ImageThis past week, I coached an entrepreneur through the might-have-been-painful process of revamping his resume.  Despite a number of successful years running his own business, he has decided to seek increased stability by rejoining the 9-5 workforce.

A wise move, considering the recent Gallup poll which indicates that 56.4% of people between the ages of 18 and 29 DON’T have full time jobs.

If you are one of the un or underemployed thousands, whether or not you have a solid way to get your foot in the door, one thing is for sure: you WILL need a killer resume.  And there’s good news. Plenty of websites will walk you through the basics: brief is better, perfect your punctuation, tell the truth…. And though none of them offer a deep dive, I can help you navigate the nuance.

 7 tips to build a better résumé, resumé or resume

1. Qualities are not skills
Good Listener and Team Player are not skills.  They are qualities.  Wonderful, wonderful qualities. But they do not belong at the top of a resume. Photoshop and Strategic Planning? Those are skills.  List both qualities and skills if you think you need to, but keep them separate.

2. Put the action first
Assume that your resume reviewers will be scanning – not reading – your resume.  They will not absorb every word. So, put the action first.

Supported the finance team, producing new systems and process to increase revenue. Weak.

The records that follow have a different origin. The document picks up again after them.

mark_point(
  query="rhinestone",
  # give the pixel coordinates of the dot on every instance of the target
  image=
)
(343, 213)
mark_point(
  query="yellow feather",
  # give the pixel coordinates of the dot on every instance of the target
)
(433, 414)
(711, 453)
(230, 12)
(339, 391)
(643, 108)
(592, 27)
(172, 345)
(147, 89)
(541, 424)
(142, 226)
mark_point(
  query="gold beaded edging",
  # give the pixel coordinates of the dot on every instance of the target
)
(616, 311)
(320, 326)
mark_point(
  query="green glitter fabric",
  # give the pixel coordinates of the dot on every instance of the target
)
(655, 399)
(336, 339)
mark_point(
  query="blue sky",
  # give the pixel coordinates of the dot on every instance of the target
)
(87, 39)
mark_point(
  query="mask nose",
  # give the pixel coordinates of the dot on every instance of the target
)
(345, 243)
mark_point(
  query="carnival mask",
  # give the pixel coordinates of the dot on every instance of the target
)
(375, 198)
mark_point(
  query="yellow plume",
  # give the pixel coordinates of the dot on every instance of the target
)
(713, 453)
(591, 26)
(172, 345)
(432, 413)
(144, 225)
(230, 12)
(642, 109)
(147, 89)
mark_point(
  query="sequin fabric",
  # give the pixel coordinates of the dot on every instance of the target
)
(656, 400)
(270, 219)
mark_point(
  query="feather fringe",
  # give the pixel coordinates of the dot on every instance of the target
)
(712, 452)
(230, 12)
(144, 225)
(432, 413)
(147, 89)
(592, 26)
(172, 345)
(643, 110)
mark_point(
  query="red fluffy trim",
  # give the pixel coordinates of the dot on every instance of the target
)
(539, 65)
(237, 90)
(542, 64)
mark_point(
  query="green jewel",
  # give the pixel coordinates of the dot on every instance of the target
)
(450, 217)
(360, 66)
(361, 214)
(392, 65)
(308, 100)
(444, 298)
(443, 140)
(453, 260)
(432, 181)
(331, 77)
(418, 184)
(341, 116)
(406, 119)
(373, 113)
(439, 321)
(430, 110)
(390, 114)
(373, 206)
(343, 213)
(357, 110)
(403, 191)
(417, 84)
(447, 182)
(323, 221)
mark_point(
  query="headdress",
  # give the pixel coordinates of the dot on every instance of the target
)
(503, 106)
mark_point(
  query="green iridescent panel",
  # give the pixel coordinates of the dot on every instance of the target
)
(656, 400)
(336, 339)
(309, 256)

Increased revenue 25% by implementing new systems and processes to support the finance team. Strong!

3. Plan to be searched
Google yourself (yes, right now).  If you don’t pop up on page one, try a few keywords – your alma mater, middle name, email address….  Check out pages 2,3,4,5,6 on Google.  If you like what you see, congratulations! If you don’t – clean it up.  You better believe your prospective employer is going to be checking.  Then go to Facebook and check your privacy settings.  I recently realized that all of my mobile posts were public. Your prospective employer doesn’t need to see that adorable, inspirational video of the swimmer puppy, though I certainly enjoyed it, and they sure don’t need to see your selfies.  Let’s be real – no one needs to see your selfies.

4. Name that file
Please please please don’t ever send “ResumeGeneric10” or “Resumeforfinancejobs” to a potential employer.  “LastName_FirstName_NameofPosition” is appropriate and much easier for an employer to search.

5.  Craft – craft – craft
Make sure you tailor each resume and each cover letter to the specific job for which it will be submitted. I know it takes time, but I swear it’s worth it. Employers receive somewhere between 50 and 150 cover letters daily. Generic letters are going in the reject pile.

6. Know your audience
Wikipedia argues that Resume can be spelled résumé, resumé or resume.  Think about the job you are applying for when you decide which spelling to use – and then be consistent.  Old school employers will expect the accents.  Start-ups may not. But you can never go wrong with the tried and true, Miss Manners approved resumé.

7.  Get a second opinion
Everyone needs an editor. Everyone. Pass your resume on to a trusted (eagle-eyed accurate) friend or mentor and ask for feedback.  Fresh eyes will help you catch errors and inconsistencies that you may not be able to catch on your own.  And if you are so inclined, reach out to a professional. An hour spent crafting a resume with the right support is well worth the expense.  Remember, oftentimes, your resume is the ONLY chance you have to make a first impression.

Don’t miss the opportunity to wow.


What tips would you add to the list?